Looks to me like celery might just be the only job queue left like that. Might be worth writing a current ruby en-queuing library for it. Retracting my previous statement about ActiveJob since it would probably be too much effort to execute anything bidirectionally.

https://docs.celeryq.dev/en/stable/internals/protocol.html#

What's wrong with Django's orm? Does it have something particularly bad compared to others?
I think the poster is specifically referring to using inheritance in Django ORM, where if you had e.g. a model Book and then a model Novel that inherits from it. In python these are modeled as a class inheritance hierarchy, and Django (at least, by default) creates a database table per class in the hierarchy. If you have 3-4 levels of inheritance, that's 3-4 extra joins per query.
This. That customer of mine started a project a few years before hiring me. They used inheritance and each model is scattered around a number of tables. No external tool can sensibly access that database, except that very Django app and its manage.py commands. Add a similarly enthusiastic use of apps under the same main directory and the database is a mess of long named tables with a tangle of relationships between them.

We started another project later on and we planned the database first. We wrote one model per table, no inheritance, only a few cleanly delimited apps. We still use makemigrations and migrate but if we want we can write a piece of software on any language to access that database.

We use that, a base model and some mixins, but we use Meta.abstract=True (or similar, not at my desk) on the parents and have not noticed any issues, though have not looked for them either!
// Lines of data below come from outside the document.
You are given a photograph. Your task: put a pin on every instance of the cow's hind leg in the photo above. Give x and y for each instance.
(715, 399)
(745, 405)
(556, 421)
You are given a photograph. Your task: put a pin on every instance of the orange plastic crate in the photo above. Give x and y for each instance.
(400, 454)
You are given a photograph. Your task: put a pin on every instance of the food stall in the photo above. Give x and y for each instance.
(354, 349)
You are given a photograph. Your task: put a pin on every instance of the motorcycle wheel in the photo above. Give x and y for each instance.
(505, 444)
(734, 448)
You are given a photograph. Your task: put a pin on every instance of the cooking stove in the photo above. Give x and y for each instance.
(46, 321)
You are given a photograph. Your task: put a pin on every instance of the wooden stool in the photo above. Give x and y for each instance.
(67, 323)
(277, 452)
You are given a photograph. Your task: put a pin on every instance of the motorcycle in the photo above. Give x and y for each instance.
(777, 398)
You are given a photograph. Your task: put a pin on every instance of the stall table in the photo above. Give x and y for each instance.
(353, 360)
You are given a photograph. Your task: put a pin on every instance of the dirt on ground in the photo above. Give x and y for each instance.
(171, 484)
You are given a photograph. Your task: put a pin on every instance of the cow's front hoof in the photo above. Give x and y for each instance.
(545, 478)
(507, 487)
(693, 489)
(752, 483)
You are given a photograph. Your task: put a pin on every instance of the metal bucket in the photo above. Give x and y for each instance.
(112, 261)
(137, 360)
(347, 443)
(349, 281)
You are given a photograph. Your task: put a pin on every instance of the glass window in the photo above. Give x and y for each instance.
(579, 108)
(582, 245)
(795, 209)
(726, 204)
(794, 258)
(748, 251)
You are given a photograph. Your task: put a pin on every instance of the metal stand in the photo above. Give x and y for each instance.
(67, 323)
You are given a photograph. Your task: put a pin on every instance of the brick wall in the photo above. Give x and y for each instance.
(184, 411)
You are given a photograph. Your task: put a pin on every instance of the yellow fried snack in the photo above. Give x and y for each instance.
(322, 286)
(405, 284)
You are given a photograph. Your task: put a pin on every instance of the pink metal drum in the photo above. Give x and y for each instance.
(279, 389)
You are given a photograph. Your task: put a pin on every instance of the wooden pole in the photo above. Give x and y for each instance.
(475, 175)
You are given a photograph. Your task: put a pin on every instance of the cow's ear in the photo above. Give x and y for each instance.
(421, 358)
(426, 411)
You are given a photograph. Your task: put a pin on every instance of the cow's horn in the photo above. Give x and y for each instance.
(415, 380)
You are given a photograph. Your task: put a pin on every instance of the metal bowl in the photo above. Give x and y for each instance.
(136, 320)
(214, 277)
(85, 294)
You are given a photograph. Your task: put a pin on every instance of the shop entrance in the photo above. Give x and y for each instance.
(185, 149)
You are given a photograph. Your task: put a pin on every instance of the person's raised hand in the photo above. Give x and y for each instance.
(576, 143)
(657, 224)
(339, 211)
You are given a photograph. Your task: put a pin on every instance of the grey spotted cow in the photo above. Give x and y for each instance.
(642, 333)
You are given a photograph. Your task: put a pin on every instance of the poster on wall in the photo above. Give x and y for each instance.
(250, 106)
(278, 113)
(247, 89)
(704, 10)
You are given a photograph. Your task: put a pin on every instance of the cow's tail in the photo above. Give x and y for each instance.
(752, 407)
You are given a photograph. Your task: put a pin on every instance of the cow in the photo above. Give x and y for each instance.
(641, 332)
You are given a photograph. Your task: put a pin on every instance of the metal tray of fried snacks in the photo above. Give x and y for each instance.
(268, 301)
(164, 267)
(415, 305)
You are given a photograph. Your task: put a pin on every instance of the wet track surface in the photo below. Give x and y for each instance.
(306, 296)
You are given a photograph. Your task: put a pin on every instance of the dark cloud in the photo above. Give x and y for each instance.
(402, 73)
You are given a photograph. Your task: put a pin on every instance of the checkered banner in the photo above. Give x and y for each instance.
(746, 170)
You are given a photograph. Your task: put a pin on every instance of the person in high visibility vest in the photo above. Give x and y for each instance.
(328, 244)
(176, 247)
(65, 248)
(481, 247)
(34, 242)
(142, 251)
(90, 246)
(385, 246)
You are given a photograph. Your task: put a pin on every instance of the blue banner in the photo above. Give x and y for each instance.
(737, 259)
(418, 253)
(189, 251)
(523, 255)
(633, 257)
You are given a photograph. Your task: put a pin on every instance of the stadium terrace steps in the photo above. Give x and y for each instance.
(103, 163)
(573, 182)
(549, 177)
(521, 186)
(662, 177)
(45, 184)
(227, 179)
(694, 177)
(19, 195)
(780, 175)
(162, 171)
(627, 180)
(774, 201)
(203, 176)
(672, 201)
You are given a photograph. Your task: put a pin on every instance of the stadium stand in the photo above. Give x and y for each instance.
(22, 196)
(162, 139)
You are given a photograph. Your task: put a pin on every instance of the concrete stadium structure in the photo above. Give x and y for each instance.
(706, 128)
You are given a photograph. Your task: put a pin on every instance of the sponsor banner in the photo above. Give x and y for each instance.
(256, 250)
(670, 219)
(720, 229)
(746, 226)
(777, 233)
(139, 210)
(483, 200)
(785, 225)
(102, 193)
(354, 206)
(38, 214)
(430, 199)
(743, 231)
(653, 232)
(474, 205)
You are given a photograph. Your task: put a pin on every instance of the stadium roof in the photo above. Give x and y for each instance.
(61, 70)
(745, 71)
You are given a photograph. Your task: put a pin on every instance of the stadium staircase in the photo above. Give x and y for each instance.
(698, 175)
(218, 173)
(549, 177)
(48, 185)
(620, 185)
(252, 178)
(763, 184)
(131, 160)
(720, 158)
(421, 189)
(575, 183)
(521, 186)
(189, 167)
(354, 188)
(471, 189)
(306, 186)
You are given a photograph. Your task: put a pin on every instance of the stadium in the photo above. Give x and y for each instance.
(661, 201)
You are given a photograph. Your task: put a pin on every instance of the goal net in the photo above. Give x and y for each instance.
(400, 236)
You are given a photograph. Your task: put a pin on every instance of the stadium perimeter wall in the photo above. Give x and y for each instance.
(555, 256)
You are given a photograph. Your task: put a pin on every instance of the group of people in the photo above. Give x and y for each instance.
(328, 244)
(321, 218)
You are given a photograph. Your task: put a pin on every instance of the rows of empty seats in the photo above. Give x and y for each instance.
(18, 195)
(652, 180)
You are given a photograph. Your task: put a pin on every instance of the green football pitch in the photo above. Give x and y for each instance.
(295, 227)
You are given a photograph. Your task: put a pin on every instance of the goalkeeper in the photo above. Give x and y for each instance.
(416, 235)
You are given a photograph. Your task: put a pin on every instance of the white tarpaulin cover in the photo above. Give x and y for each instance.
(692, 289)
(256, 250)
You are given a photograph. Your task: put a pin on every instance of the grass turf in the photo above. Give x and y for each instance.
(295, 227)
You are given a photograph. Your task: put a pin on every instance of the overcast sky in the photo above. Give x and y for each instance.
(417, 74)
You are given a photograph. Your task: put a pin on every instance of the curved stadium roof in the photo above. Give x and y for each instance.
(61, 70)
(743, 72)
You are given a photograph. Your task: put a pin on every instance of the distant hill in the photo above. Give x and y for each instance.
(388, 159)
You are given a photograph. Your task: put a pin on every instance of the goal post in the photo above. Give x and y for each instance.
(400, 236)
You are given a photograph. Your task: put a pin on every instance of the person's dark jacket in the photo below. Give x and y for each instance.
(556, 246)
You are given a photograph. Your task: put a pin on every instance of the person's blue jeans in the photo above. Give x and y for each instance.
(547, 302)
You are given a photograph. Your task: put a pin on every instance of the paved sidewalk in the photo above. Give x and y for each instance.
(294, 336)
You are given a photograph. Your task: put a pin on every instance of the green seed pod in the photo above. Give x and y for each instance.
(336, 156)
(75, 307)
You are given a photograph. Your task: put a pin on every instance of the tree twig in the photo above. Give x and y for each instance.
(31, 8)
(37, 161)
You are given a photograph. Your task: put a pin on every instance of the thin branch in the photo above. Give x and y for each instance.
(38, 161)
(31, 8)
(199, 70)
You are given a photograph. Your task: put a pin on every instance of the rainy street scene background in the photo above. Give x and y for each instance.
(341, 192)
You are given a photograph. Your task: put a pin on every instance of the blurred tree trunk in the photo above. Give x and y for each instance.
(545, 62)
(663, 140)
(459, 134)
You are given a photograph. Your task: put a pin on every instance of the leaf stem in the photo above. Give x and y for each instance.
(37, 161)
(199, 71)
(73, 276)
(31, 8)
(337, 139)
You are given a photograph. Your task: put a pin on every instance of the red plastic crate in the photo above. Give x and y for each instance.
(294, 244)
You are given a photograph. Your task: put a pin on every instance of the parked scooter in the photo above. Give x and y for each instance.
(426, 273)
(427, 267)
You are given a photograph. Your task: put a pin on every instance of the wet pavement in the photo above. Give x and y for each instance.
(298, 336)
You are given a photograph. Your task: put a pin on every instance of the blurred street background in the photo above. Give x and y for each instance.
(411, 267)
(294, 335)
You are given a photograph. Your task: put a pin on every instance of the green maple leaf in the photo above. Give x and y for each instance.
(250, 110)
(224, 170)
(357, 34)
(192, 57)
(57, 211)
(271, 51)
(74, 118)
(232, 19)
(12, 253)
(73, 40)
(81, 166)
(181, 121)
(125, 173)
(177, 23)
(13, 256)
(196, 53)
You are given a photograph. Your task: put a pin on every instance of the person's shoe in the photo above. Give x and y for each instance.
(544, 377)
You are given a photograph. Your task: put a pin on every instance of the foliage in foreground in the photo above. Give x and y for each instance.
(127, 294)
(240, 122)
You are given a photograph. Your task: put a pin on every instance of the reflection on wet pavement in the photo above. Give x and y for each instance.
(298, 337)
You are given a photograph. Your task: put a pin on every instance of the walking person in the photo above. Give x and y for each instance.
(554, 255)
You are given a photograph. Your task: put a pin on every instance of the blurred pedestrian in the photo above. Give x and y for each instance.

Should I be concerned?
That works fine. It's when you inherit from a non-abstract model that you end up with the trickier data model.
Oh, got it thanks
There's beanstalkd, it has a few Python libraries and it works out of the box with ActiveJob via Backburner.

https://beanstalkd.github.io/

Because it's a rare need and easy to write your own based on postgres or redis.

External systems come with a cost, especially if it's more than a library.

> The one thing I genuinely don't understand is why there is no single task queue that works across ruby and python.

Not sure I can recommend it, but Gearman does fit the bill. There’s client and worker libraries for a dozen languages, including Python3 and Ruby.

There is Perl Directory::Queue / Python dirq which also has implementations in Go, Java, and C.

A Ruby implementation would probably not be hard.

I don't how much people use this in serious or high performance work but it might be an option.